Tenho evitado levar água ao moinho diversionista de um suposto “debate” sobre algo que não é suposto, mas fato: que 1964 foi um golpe contra a democracia – e portanto, contra a população – e a data inaugural de uma longa ditadura. Foi a tesoura com que tentaram cortar o fio da história de lutas e progressos sociais do povo trabalhador, um fio que pode ser embolado, amarrado, mas que nunca será rompido. Apesar disso, abro exceção ao vigoroso  texto do jornalista Luís Costa Pinto, escrito sem afetações e intelectualismos complacentes e relativistas. A sua leitura é destas que faz a gente se confortar por permanecer decente.

O golpe da piada pronta

Luís Costa Pinto, no Brasil 247

Por 21 anos, entre 1964 e 1985, o Brasil viveu sob uma ditadura militar. Ela foi instalada por um golpe clássico, daqueles em que chefetes de quartéis imbuíram-se da autoridade dos guardas da esquina, subiram nas carcaças de tanques que tinham sob suas responsabilidades e ameaçaram os subordinados caso não os seguissem. Depois meia dúzia ou uma dúzia desses, vá lá, meganhas fardados, conseguiu suspender as atividades do Congresso Nacional. Por fim, subjugaram o Supremo Tribunal Federal. O presidente constitucional da República, que assumira o mandato anos antes em razão da renúncia do eleito, num gesto desesperado por união nacional e para resguardar a integridade de seu povo evitando uma guerra civil, recusou a resistência armada que lhe foi ofertada e exilou-se no Uruguai.

Tudo começou assim.

Violando a Constituição de 1946, que enterrara outro período ditatorial, o rábula servil que ocupava a presidência da Câmara dos Deputados, Ranieri Mazilli, declarou a vacância do cargo de presidente na madrugada de 2 de abril, na esteira de uma sessão burlesca chamada por ele e iniciada a 1º de abril de 1964 enquanto João Goulart voava para Porto Alegre. Xingado de “canalha, canalha” por Tancredo Neves no plenário do Parlamento, Mazilli usurpou a cadeira presidencial e convocou uma eleição indireta no prazo de 10 dias.

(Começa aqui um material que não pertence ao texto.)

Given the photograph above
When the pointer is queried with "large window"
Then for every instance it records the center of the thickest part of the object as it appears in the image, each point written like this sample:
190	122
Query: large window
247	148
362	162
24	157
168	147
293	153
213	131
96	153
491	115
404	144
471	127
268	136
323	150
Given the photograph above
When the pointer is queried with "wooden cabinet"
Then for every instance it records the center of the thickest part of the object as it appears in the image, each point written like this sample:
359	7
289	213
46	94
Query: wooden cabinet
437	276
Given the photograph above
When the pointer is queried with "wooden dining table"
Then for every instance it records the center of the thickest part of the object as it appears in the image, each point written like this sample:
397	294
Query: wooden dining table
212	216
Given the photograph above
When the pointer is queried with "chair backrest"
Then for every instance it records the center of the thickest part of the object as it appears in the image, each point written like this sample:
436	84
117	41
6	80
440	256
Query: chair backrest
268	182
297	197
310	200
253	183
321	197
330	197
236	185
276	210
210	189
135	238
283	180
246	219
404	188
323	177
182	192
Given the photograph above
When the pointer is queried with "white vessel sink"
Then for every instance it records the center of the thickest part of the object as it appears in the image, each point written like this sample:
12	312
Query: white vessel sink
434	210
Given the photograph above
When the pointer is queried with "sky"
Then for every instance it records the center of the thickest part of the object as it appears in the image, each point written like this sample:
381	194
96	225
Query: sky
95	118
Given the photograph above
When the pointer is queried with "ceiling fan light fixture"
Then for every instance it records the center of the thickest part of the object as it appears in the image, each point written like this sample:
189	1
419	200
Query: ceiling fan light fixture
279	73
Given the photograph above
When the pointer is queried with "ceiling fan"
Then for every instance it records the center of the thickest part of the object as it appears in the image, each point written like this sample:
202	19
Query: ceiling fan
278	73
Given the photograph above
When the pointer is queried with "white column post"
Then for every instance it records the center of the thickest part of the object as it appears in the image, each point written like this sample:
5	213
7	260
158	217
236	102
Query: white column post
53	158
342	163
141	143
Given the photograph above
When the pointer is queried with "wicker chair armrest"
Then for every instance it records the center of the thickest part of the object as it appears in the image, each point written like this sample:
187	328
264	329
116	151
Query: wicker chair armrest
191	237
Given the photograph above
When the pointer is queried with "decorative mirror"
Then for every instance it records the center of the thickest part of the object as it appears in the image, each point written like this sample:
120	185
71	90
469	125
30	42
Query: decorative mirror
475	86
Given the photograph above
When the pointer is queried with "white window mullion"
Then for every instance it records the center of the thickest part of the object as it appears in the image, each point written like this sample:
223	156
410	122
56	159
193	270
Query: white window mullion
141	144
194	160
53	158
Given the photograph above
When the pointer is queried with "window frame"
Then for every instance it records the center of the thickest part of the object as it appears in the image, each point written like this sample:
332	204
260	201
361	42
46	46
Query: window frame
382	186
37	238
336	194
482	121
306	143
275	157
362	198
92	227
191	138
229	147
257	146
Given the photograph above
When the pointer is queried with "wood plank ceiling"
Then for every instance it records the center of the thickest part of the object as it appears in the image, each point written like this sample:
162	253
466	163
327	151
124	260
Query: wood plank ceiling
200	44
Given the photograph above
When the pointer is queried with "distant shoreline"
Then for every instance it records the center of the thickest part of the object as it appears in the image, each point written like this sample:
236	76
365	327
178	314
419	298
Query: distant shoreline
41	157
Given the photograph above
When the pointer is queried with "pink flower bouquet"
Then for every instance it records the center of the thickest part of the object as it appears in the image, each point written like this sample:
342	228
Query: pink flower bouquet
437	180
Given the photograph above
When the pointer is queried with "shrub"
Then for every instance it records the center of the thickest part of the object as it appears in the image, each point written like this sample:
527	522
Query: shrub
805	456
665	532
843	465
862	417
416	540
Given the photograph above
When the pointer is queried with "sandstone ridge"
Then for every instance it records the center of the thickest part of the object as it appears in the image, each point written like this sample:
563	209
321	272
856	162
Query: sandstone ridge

O pleito ilegítimo consagrou o último dos marechais de campo do Exército brasileiro, Castello Branco. Investido no cargo, Castello Branco conservou um pouco de juízo e quase nenhuma ascendência sobre as tropas sublevadas. Tentou uma transição para devolver o poder aos políticos, mas sucumbiu à tal noite de 21 anos. A íntegra desse roteiro já veio a lume por meio de narradores diferentes:
• primeiro, pelos vencedores imediatos, aos quais sempre cabe o rascunho dos fatos históricos.
• Depois, pelas penas adocicadas dos títeres da transição lenta, gradual e segura iniciada com o ditador Ernesto Geisel e concluída pelo hábil e colaborativo José Sarney.
• Por fim, ao resgatarem nas urnas o poder usurpado, sociais-democratas vencidos em 1964 começaram a reescrever a História com cores mais vivas e realistas depois da ascensão de Fernando Henrique Cardoso. Esse ciclo final, e justo, vinha se completando no período de Lula e de Dilma na presidência. Foi abruptamente interrompido pelo golpe parlamentar de 2016 que devolveu a turma da pena adocicada – em versão ainda mais dócil com os coturnos do que nos tempos de Sarney – ao Planalto.

A chegada do energúmeno e microcéfalo Jair Bolsonaro ao poder com a autoridade e a legitimidade do voto popular conferiu ousadia ímpar aos boçais que desejam, agora, jogar fora a História escrita anos a fio a partir da Comissão Nacional da Verdade e determinar a aposição de uma fake news no lugar do capítulo vergonhoso da ditadura militar em nossa biografia nacional: a versão falsa, torpe, pedestre, de que não houve nem violência física, nem mortes, nem violações constitucionais e à ordem constituída no período 1964-1985.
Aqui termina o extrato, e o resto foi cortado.